Ces derniers mois, il y a eu des affrontements quotidiens dans diverses parties de la ville tandis que les habitants continuent à organiser des manifestations et que les forces d’Assad continuent à les saluer par une violente répression. La ville est assiégée, entourée par les chars et vivant sous une menace permanente. Durant les premiers jours après avoir signé un accord de paix début novembre, Assad a tué plus de 60 nouvelles personnes de son propre peuple, avec depuis davantage de victimes chaque jour.

Bashar al-Assad marche réellement dans les pas de son père – pratiquant une répression brutale destinée à écraser la rébellion et à envoyer un message sans équivoque à ceux qui manifestent, ou à ceux qui pourraient le faire dans le futur – mais cette fois-ci certaines choses sont différentes. A la différence de 1982, des membres des forces armées ont déserté et se retournent contre le régime, et la différence réellement cruciale est la suivante : nous savons ce qui ce passe cette fois-ci. En 1982, Hama était en ruines et les charniers déjà recouverts par les bulldozers, avant que le monde n’apprenne jusqu’où les choses étaient allées. Rien ne dissimule les exactions de 2011.

L’élan semble se construire pour aboutir à mettre un terme aux abus du régime d’Assad sur son propre peuple, mais nous devons maintenir la pression. Le « modèle libyen » d’une intervention ne serait ni en pratique ni stratégiquement souhaitable en Syrie, mais il y a d’autres mesures que nous pouvons prendre et encourager d’autres nations à prendre, la première consistant à cesser de traiter Bashar al-Assad comme un véritable partenaire alors qu’il continue à tuer son propre peuple, et une nation après l’autre semblent justement engagées dans cette voie ces derniers jours.

Les sanctions de la Ligue arabe et la condamnation continue des atteintes de la Syrie aux droits de l’Homme constituent un pas important dans la bonne direction, et un bond significatif pour la Ligue arabe elle-même, qui devra être impliqués dans toute paix syrienne ou dans toute transition du pouvoir, aussi bien que la Turquie, qui partage une frontière avec la Syrie et a montré une volonté claire de s’impliquer.

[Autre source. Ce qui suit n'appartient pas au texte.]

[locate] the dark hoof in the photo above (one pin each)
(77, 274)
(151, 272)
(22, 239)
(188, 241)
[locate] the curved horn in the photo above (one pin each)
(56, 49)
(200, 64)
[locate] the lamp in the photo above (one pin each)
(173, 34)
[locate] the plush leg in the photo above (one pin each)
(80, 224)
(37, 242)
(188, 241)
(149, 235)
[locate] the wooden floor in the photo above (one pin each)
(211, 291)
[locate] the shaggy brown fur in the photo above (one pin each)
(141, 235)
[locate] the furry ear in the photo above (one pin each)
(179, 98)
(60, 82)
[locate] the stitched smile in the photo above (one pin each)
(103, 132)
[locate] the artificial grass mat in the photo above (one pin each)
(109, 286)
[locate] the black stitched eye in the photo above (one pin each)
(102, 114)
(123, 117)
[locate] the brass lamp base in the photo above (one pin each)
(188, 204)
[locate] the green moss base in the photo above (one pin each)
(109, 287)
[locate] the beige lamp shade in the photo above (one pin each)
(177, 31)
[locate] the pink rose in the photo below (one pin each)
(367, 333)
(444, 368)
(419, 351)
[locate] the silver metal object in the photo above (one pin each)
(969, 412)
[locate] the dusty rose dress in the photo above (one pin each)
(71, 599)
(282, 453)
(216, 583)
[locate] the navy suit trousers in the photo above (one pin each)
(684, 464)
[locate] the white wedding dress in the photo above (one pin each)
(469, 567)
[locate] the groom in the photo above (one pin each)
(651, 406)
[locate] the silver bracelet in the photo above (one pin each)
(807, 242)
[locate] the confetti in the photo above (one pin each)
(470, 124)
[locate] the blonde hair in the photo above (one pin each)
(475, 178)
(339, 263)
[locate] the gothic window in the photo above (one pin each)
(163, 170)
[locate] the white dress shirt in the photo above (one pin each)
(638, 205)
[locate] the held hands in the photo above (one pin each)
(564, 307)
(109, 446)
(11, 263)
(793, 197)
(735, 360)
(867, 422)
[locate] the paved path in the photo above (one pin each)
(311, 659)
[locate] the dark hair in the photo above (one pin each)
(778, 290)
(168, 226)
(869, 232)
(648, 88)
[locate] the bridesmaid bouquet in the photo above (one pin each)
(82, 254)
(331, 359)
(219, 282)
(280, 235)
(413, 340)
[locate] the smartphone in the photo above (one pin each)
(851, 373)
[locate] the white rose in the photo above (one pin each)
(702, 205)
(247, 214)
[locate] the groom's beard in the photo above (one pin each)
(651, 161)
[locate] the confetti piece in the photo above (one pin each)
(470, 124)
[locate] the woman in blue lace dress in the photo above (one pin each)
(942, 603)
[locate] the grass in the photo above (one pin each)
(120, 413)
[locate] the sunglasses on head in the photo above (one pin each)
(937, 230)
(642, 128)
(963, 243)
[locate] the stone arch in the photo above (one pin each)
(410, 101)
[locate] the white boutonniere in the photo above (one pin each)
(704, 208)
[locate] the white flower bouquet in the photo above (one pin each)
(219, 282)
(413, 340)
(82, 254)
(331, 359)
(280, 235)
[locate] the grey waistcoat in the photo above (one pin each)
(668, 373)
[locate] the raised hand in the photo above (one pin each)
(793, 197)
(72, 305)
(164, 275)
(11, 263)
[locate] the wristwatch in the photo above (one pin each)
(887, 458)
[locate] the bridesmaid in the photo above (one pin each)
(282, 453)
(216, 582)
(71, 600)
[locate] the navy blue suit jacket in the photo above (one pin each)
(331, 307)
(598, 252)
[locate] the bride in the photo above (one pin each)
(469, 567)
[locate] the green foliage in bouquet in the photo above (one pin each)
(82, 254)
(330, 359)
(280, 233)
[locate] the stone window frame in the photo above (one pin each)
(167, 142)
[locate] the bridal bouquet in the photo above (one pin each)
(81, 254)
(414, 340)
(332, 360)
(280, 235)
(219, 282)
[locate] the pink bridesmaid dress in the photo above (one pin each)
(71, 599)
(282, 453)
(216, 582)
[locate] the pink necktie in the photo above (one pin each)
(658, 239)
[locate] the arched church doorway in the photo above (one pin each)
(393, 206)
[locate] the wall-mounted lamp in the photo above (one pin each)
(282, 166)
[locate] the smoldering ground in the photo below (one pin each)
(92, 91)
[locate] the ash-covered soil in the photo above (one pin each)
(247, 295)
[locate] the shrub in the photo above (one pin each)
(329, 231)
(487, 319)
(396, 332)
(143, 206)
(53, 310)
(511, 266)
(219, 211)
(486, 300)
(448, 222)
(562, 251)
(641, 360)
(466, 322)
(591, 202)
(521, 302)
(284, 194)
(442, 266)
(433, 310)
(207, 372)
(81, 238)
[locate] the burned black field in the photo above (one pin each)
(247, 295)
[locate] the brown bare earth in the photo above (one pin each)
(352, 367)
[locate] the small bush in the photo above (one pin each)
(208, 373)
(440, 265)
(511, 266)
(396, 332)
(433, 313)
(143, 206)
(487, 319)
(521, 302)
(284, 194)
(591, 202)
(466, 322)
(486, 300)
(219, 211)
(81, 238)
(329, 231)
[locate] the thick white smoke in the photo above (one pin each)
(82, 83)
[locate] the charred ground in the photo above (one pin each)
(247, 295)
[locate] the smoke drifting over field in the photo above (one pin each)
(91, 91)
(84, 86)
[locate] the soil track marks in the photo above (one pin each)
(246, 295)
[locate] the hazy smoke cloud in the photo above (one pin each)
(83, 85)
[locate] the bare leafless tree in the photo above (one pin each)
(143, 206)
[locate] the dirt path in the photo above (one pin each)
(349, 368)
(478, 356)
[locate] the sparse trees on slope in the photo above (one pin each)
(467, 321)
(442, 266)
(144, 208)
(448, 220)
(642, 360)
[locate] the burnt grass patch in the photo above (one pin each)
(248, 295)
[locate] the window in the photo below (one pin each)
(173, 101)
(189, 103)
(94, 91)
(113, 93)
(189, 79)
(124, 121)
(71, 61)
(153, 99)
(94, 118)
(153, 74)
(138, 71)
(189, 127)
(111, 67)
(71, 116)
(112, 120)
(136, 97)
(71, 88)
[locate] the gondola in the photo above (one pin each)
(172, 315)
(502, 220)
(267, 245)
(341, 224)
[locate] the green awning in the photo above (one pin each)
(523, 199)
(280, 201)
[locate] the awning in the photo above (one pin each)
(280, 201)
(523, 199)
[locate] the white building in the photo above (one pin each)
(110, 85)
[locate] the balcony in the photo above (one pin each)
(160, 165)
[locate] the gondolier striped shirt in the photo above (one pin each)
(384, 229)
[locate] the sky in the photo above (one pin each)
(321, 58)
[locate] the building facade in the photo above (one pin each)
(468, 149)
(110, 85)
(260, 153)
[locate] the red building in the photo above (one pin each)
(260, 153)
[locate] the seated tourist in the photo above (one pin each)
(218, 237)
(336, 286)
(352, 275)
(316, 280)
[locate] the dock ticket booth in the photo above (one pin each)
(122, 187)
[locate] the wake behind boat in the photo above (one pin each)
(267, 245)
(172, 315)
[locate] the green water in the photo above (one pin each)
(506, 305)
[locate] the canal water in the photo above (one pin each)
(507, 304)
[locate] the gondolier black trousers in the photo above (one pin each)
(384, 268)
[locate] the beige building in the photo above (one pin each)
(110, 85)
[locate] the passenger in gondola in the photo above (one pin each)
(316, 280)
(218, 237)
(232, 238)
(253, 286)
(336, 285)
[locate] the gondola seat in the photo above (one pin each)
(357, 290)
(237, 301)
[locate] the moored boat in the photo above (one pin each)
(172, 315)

En plus de participer à des réunions avec la Ligue arabe, la Turquie abrite des réfugiés syriens et des rencontres avec les membres de l’opposition.

 

Un nombre croissant de pays a déjà imposé des sanctions économiques à la Syrie ou renforcé les sanctions existantes, et plusieurs d’entre eux ont pris contact avec des membres de l’opposition syrienne. A la lumière de ce rapport des Nations Unies, la Russie et toute autre nation réticente  doivent être persuadés de cesser de protéger la Syrie d’actions plus fortes de la part de l’Organisation des Nations Unies.

 

Nous devons continuer à maintenir la pression aux Nations Unies, et offrir notre soutien à l’ensemble des acteurs régionaux dans des domaines tels que l’assistance humanitaire aux syriens déplacés et le renforcement de l’aide à l’opposition syrienne. Nous devons faire comprendre aux leaders de l’opposition que nous offrirons aide et soutien au gouvernement légitime post-Assad, ainsi qu’une assistance immédiate pour l’organisation de la résistance et pour les préparer à gérer la transition du pouvoir dans l’hypothèse où le régime d’Assad viendrait à tomber.

 

Plus de 3,500 personnes ont déjà été tuées dans les manifestations syriennes, avec des milliers d’autres disparues ou déplacées. Ce rapport de l’ONU, en rassemblant une telle quantité de preuves crédibles sur les violations des droits de l’homme par le régime d’Assad, rend évident le fait que la sévérité des méthodes actuelles de répression fait écho à tout ce qui a été fait en 1982, mais il reste encore du temps pour s’assurer qu’elles n’atteindront pas l’ampleur de cette atrocité.

Les opinions exprimées dans cet article sont uniquement celles de Caitlin Fitz Gerald.